1411
Peace of Thorn
The defeated Teutonic Order paid a crushing indemnity to Poland-Lithuania and retreated behind its remaining castles. Though the Knights would linger another century, their independence was finished. Prussia began its slow drift toward becoming something Polish, then German, then Polish again, a borderland cursed by its own strategic usefulness. The treaty began Poland-Lithuania's emergence as northeastern Europe's dominant power, a position held until the seventeenth century.
Ahmad Shah I Founds Ahmedabad
The Sultan of Gujarat established a magnificent new capital on the banks of the Sabarmati River in western India, naming it after himself. Ahmedabad rapidly became one of the subcontinent's largest and most cosmopolitan cities, its mosques blending Hindu carved lattice screens and Islamic geometric patterns into a hybrid architectural style found nowhere else.
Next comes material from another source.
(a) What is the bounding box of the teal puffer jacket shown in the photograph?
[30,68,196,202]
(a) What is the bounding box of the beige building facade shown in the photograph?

Its textile markets would draw traders from Aden to Southeast Asia for centuries to come.
Brunei Sultanate Established
Islam arrived on the northwest coast of Borneo through Chinese Muslim traders and Malay seafarers, and the first Sultan of Brunei established a maritime kingdom controlling trade in camphor, pepper, and precious forest products gathered from the island's interior. The sultanate's strategic position on the South China Sea made it a waystation between the spice islands of the Moluccas and the commercial ports of the Asian mainland.
Jalayirid Sultanate Collapses
The post-Ilkhanid dynasty ruling Mesopotamia and western Persia dissolved into territorial fragments. The Qara Qoyunlu Turkmen moved into the vacuum. The political geography of Iraq and western Iran entered a century of Turkmen confederation rule until the Safavids would reassemble it from Azerbaijan outward. The instability left Baghdad and Tabriz vulnerable to Turkmen warfare that persisted until the Safavid consolidation a century later.